Although the binding interfaces of Hdm2 and Hdm4 on p53 are similar, small molecule drugs such as Nutlin3a have different inhibitory effects. Nutlin3a does not disrupt Hdm4-p53 binding and is a poorer inhibitor of Hdm4 compared to Hdm2 [24,25]. However, knocking Hdm4 down using siRNA reactivates the p53 activity via p21, suggesting a restoration of its transactivation function [24]. Some small molecule drugs that reactivate p53 function act independently of Hdm2 and Hdm4. For example, RITA (reactivation of p53 and induction of tumor cell apoptosis) is genotoxic and acts by refolding the conformation of a mutant p53 [26]. Classes of small-molecule drugs with promising clinical outcomes include imidazolines, spiro-oxindoles, piperidines, quinacridones, and benzodiazepines. Notably, two new drugs need to be developed, including one approved for cardiovascular disease treatment, ezetimibe, a beta-lactam compound of azetidine-2-one class, and alrizomadlin [23,27,28]. Table 2 lists some examples. Some of these drugs have a remarkable impact on outcomes from checkpoint inhibitor treatment, which will be discussed later in the current study.

4. Comparative Evaluation of the Chemical Classes

The discovery of a highly potent drug targeting the p53-Hdm2/Hdm4 interface with a Kd < 100 nmoles is a significant scientific achievement and a challenging endeavor.
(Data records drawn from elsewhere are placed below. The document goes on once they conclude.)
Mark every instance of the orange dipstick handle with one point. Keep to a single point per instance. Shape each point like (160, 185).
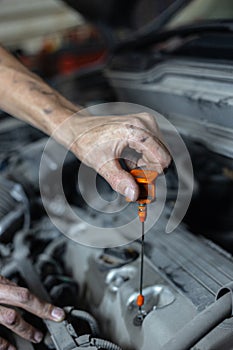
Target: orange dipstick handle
(146, 182)
(140, 300)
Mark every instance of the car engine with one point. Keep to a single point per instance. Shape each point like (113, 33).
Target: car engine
(184, 271)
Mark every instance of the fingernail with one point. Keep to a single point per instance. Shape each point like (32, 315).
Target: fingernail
(11, 347)
(38, 336)
(58, 314)
(130, 193)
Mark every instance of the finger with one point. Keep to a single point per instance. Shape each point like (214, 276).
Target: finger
(5, 345)
(11, 319)
(152, 149)
(119, 179)
(4, 280)
(21, 297)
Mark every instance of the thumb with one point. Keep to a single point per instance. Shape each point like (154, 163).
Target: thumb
(120, 180)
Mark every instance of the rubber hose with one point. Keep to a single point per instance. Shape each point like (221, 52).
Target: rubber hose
(83, 315)
(104, 344)
(201, 325)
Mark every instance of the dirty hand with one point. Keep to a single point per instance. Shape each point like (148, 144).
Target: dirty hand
(11, 294)
(99, 142)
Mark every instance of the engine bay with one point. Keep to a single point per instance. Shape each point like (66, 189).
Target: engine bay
(98, 286)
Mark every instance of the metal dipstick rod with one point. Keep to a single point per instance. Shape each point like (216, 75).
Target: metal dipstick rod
(142, 265)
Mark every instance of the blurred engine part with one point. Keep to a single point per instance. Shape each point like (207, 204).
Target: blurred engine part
(14, 209)
(183, 274)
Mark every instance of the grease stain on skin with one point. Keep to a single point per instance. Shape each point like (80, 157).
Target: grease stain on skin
(33, 86)
(47, 110)
(144, 139)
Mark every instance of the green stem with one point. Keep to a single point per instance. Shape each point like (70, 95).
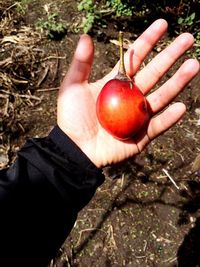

Advanced drugs targeting the Mdm2/Mdm4–p53 complexes fall in the imidazoline, piperidinone, and Spiro oxindole chemical classes. Imidazolidines, represented by Nutlin-3a or idasanutlin, were the first small-molecule drugs shown to disrupt the interaction between p53 and Hdm2. Nutlins fit into the three hydrophobic pockets of the Mdm2 p53-binding site characterized by Phe19, Trp 23, and Leu26. They stabilize p53 and reactivate the p53 pathway, inducing cell cycle arrest and apoptosis in p53WT cells [29]. Nutlin-3a, which has been extensively studied in clinical settings, proved to have poor pharmacokinetics, although it played critical roles in establishing the concept of disrupting the p53-Mdm2 interaction as a therapeutic strategy. Consequently, it was further developed into RG7112, which has shown an ability to activate the p53 pathway and observable efficacy in solid and hematological tumors after oral administration. RG7112 had an IC50 of 0.4 mM by 3-(4,5-dimethylthiazol-2-yl)-2,5-diphenyl-tetrazolium bromide (MTT) compared to Nutlin-3a IC50 of 1.5 mM. By HTRF, RG7112 IC50 was 0.018 mM compared to nutlin-3a IC50 of 0.088 mM. Furthermore, the drug selectivity of RG7112 was doubled by modifying nutlin-3a, and the activation of the p53 pathway was observed in this Phase I clinical study. RG7112 also exhibited improved pharmacokinetics in terms of bioavailability and half-life [30]. RG7112 as a monotherapy has been studied in many Phase I trials on hematologic neoplasms, neoplasms, chronic myelogenous leukemia, acute myelogenous leukemia, essential thrombocytopenia, and sarcomas [31]. RG7112 is regarded as the most potent derivative of the original nutlin core. Overall, the RG7112 Phase I clinical study of 116 participants as a monotherapy showed better efficacy and safety, with three dose-limiting toxicities reported [32].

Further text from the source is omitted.